Kamu mulai menatapku lagi dan kembali menangis. Aku beranjak dari tempat dudukku dan berdiri di sampingmu. Kedua tanganku memopongmu untuk berdiri, lalu… Hap, Kamu memelukku. Erat sekali. Kamu merintih di dadaku. Biarlah. Kamu memang membutuhkannya.
“Entah apa yang harus aku bilang selain terima kasih. Kamu selalu baik sama aku.” Katamu sambil terisak.
Aku membelai rambutmu dan mencium aroma tubuhmu.
“Tak apa. Itulah gunanya aku. Sahabatmu.” Aku merangkul lehernya. Aku merasakan dia mengangguk di dadaku.

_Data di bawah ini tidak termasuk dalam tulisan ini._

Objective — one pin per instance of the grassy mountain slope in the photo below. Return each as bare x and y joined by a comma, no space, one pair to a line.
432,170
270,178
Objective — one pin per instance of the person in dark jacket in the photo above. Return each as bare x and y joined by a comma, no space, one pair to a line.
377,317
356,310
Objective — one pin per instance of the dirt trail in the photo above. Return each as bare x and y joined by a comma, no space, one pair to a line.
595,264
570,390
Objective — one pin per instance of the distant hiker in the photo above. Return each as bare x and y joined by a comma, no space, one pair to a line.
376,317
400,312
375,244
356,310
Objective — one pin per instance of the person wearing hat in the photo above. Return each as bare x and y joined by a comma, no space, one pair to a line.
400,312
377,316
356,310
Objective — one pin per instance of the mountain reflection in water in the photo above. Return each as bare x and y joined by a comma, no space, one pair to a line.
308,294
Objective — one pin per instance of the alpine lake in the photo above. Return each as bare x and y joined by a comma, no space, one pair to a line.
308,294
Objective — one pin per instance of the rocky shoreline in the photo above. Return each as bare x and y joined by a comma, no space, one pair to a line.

Kemudian kesunyian mulai menyelimuti kita lagi. Hanya saja yang ini malah membuatku sangat lega.
Tubuh kami tetap berpagutan dan menghangat. Ada banyak yang ingin aku ucapkan padamu. Tapi hanya hanya ada satu kalimat yang ingin aku ucapkan dari sekian banyaknya kalimat yang diucapkan di dunia ini: Aku mencintaimu.
Tapi biarlah. Dengan memelukmu aku pikir kau pun tahu apa perasaanku padamu saat ini. Ini adalah cara kita berbicara, sayang. Kejujuran tanpa suara yang kita ucapkan.
Wahai waktu, berhentilah sejenak sampai aku merasa bosan dengan dia di pelukanku, walaupun aku tahu aku tak akan pernah merasa bosan dengan dia berada di sana. Di pelukanku.
Sehina apapun dirimu, hal apapun yang sudah kamu lakukan sampai seperti ini, aku adalah orang pertama yang memaafkanmu dan membantumu menjadi yang lebih baik kembali. Karena aku sahabatmu. Sahabat yang menyangimu…. Dan mencintaimu.